This past Tuesday I was in the city. Seattle, that is. I needed to leave the Island for an appointment, even though it was the height of summer and I am loathe to leave my sunny spot of a farm. As I had a few minutes to kill, I walked over to the Frye Art Museum, a few blocks from my tardy meeting.
The Frye is a relatively unique museum. It was founded at the turn of the earlier century by a wealthy Seattle industrialist. Actually he sold a lot of pork products. His new found wealth gave him the ability to purchase a trove of European paintings: some quite good, others rather dull.
Upon his death he willed his home and art collection to be a museum open to the public. Only a century later did it become an interesting vibrant place. Now it is my place of refuge in the city; calm, quiet and filled with some lovely paintings.
I spent the mid day walking among a great exhibition. I relished the Sydney Lawrence views of Alaska, enjoyed the lush Bougereau and was rather bored by the lesser Renoir. And then I stepped back into the middle of room and pondered the message as a whole.
Here were a dozen beautiful paintings — essentially no different than paintings created over the past thousand years. They represented our collective Euro culture. Scenes of daily life, the artists impressions of the world around us, snapshots into feels, emotions and vibes.
What I am most curious about is if this chapter of history has been eclipsed by our present digital, ephemeral world. I am trying to imagine an artist spending days, weeks, months creating a single, one off image. Even more unlikely is the idea that we will save and catalogue and display those unique, single images and cherish their vision.
We have moved to a time of scaling; of distributing information to the broadest possible audience, in the quickest amount of time. As I sat there in the middle of the gallery, the idea of a museum of our present generation looking anything like these fine canvases seemed distant and unlikely.
My pondering fiinished, I left the cool, calm Frye and headed back to the city, to the ferry and back to my verdant pastures.
It has been a dry summer even if it hasn’t been particularly sunny and hot. The pastures have dried up and the grass growing is slowly down. As I have eleven cows that need to be fed daily, I have stepped in and begun to feed them hay, to save the remaining pastures from over grazing.
I have decided, however, to leave the three cows in milk in the pastures so that they can have the last remaining fresh grasses to eat. Seems like a good plan — the milkers on the high quality pastures, the dry cows in the barn paddock eating hay.

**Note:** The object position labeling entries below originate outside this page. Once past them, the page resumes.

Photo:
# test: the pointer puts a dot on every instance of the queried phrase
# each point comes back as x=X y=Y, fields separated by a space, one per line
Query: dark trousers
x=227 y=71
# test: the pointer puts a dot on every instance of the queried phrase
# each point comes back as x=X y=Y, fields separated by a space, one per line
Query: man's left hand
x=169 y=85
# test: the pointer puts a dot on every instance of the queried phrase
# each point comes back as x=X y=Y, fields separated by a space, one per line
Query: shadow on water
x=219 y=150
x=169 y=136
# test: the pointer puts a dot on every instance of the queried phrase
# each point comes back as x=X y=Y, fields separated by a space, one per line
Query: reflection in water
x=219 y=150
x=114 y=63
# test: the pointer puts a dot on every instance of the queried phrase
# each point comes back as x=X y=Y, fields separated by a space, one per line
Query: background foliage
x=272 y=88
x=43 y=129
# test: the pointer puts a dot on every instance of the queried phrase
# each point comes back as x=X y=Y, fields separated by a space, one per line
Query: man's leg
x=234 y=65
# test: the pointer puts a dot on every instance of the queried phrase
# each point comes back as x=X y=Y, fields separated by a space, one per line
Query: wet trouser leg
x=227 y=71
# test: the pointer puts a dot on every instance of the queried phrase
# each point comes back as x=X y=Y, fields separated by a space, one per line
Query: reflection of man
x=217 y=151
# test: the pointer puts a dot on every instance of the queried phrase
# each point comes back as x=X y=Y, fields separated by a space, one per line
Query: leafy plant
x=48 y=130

The three milkers — Baby, 4×4 and Dinah 2.0 — think otherwise. Their ability to reason and view a complete scenario is limited. They are presently standing at the fence line staring at the rest of the herd locked in the barn eating last winters left over hay. They have been stationed there for the past four hours, bellowing loudly. They feel that they have been cheated; that they got the short end of the stick. In reality, they have ten acres to roam and find great, fresh, pasture grasses.
It is tempting to fall into the old axiom of ‘the grass is always greener…’ but I will try to steer away from that. I am myself often that milker standing at the fence line looking forlorn at those beasts locked in the barn. It looks so nice. It must be better than the pasture under my feet.
The thing that I have taken from this morning experience is not that you think it is better on the other side of the fence, but rather, even though you eventually learn the truth, it takes a bit of time to do so. The trio of milkers will eventually get tired of complaining and turn around and begin to forage for themselves. It will take some time though. They could have been eating their bellies full all morning long.
And so I am trying to appreciate the pastures beneath my feet. Sure, that barn looks great from a distance, but in reality it is the distance that makes it appealing.